Validation of TMS motor mapping by CSM. Presurgical TMS-derived motor mapping in a 2.3-year-old female with tuberous sclerosis complex type 2. (A): TMS localized motor cortex in the right hemisphere in the precentral gyrus in the vicinity of a tuber. (B): The child underwent subdural grid placement, and the epileptogenic focus was localized to be anterior to the motor cortex. (C): The child underwent right anterior frontal lobectomy including the epileptogenic focus. Post-operatively, the child moves all extremities equally with normal bulk and strength and uses either hand to reach for an object.

Figure 6

Examples of language mapping with TMS. Speech errors in the form of speech arrest, semantic errors, and performance errors were elicited in both hemispheres. (A): Language mapping with TMS in a 5.6-year-old female with refractory cryptogenic focal epilepsy and asymptomatic cervical and thoracic syringohydromyelia. Her brain MRI was normal. TMS language mapping was completed using a color naming task and showed bilateral dominance for expressive language. (B): Language mapping with TMS in a 5.6-year-old male with right parietal cortical dysplasia that was in the inferior parietal lobule, predominantly superior to the marginal gyrus. TMS language mapping was completed using an object naming task and indicated a right hemisphere dominance for expressive language.

Figure 7

Clinical utility of presurgical TMS-derived language mapping in preschool children with brain tumors. (A): Left hemisphere temporal lobe language mapping in a 5.3-year-old female with recurrent pilomyxoid astrocytoma. She underwent a left temporal microsurgical subtotal (70%) tumor resection. Post-operatively, she had no speech deficits. (B): TMS language map from a 5-year-old male with recurrent left sylvian anaplastic ependymoma.
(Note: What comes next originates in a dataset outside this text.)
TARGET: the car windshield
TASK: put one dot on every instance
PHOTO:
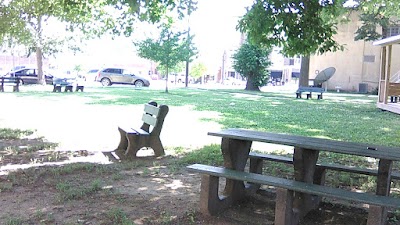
(63, 74)
(128, 71)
Critical language areas were found around the margin of the tumor. The tumor was resected in full without any postoperative language deficits. (C) Right hemisphere temporal lobe language mapping in a 5.9-year-old female with a lesion in the right temporal lobe. Critical language areas were identified in bilateral temporal lobes. She underwent a resection of the right anterior temporal lobe, right amygdala, and hippocampus. The pathology classified the specimen as grade I ganglioglioma and focal cortical dysplasia type IIIb. Post-operatively, she had no speech deficits.